15 Temmuz' da Türkiye'yi yutmaya çalışan kara deliğin eşiğinden döndük. Yarım asra yaklaşan puslu karanlık hava, yerini aydınlığa bıraktı. Bu rahmeti Türkiye'ye bağışlayan Mevla'ya şükürler olsun. Evinde, sokakta, arabada bu kalkışamaya karşı yüreğini koymaya hazır milyonlar olarak bekliyorduk. Başkomutanın çağrısı ile destansı bir mücadele başladı. Yılan taslakları hakikat asasıyla derdest edildi.
15 Temmuz'un ardından, FETÖ gibi ılımlı ‘görünen' bir yapının kan dökücü bir örgüte dönüşme süreci üzerinde durmak istiyorum. Baktığımızda bir paradoks göze batmaktadır. Bir yanda dini referanslar ileri sürmek, öte yandan küresel güçlerin kirli emelleri için kullanışlı bir yapı olmak. Açıklamaya muhtaç bir durum. Bu tezadı anlaşılır kılan büyünün adı; ‘yorum'dur. Evet, yorum zıt olan iki şeyi aynı kümede topluyordu.

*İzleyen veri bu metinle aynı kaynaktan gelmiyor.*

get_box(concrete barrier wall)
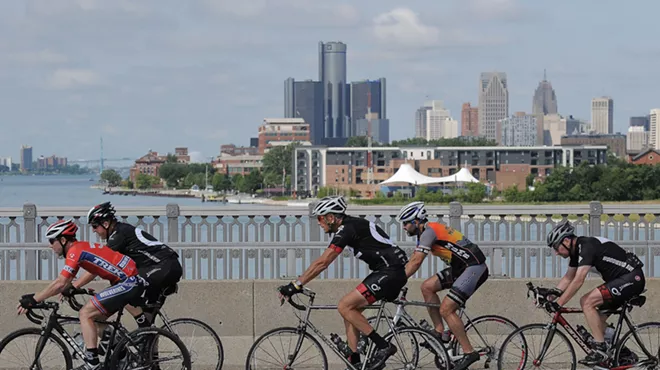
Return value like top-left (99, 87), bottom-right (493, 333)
top-left (2, 278), bottom-right (659, 367)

Örgütte bunu yaptı. Ezoterik anlayışla hukuka uymayan her şey için bir yorum üretti. Örgüt dışında pek anlaşılamayan bu yorumlar, maslahat denilen kazanımları açıklıyordu. Zorlama yorumlar ve sırlarla dolu kült bir bakıştı. Kült yapı büyüdükçe, paylaşılan sırlar artıyordu. Açıklanması zor işlere rahatlıkla girişiliyordu.
Kült yapının özellikleri nelerdir? Öncelikle mensup kişi önce gizemle tanışır. Düşünce ve akılla değerlendirebileceği bir süreç geçirmeden duyguyla tanışır. Din algısı bu şekilde gelişir. Bir büyük otorite gücün esrarengiz ve kutsal bağlayıcılığına dahil olur. Düşünce boşluğunu fazlasıyla dolduran ise duygu bağlanmasıdır. Sorgulama yapılabilecek bütün doneler kişinin iradesinden yalıtılır. Bu bir bakıma ‘düşünce yalıtımı'dır.
Gözünü bu yapıda açan bireyin ilk karşılaştığı şey ‘sır'dı. Büyük sırlar vardı; örgüt sırları paylaşıldıkça manevi bir bağlanma gerçekliyordu. Bununla birlikte yapıdan kopmayı imkansız kılan ‘bilgiler' çıkış kapısını kapatıyordu.
Paralel bağlanmayı güçlü kılan birinci etken, kült yapının sırlı lideriydi. Gülen'e atfetilen olağanüstülükler büyüleyiciydi. Ona atfedilen zeka, hafıza, keşif ve kerametler bireyin bağ dokusunu güçlendiriyordu.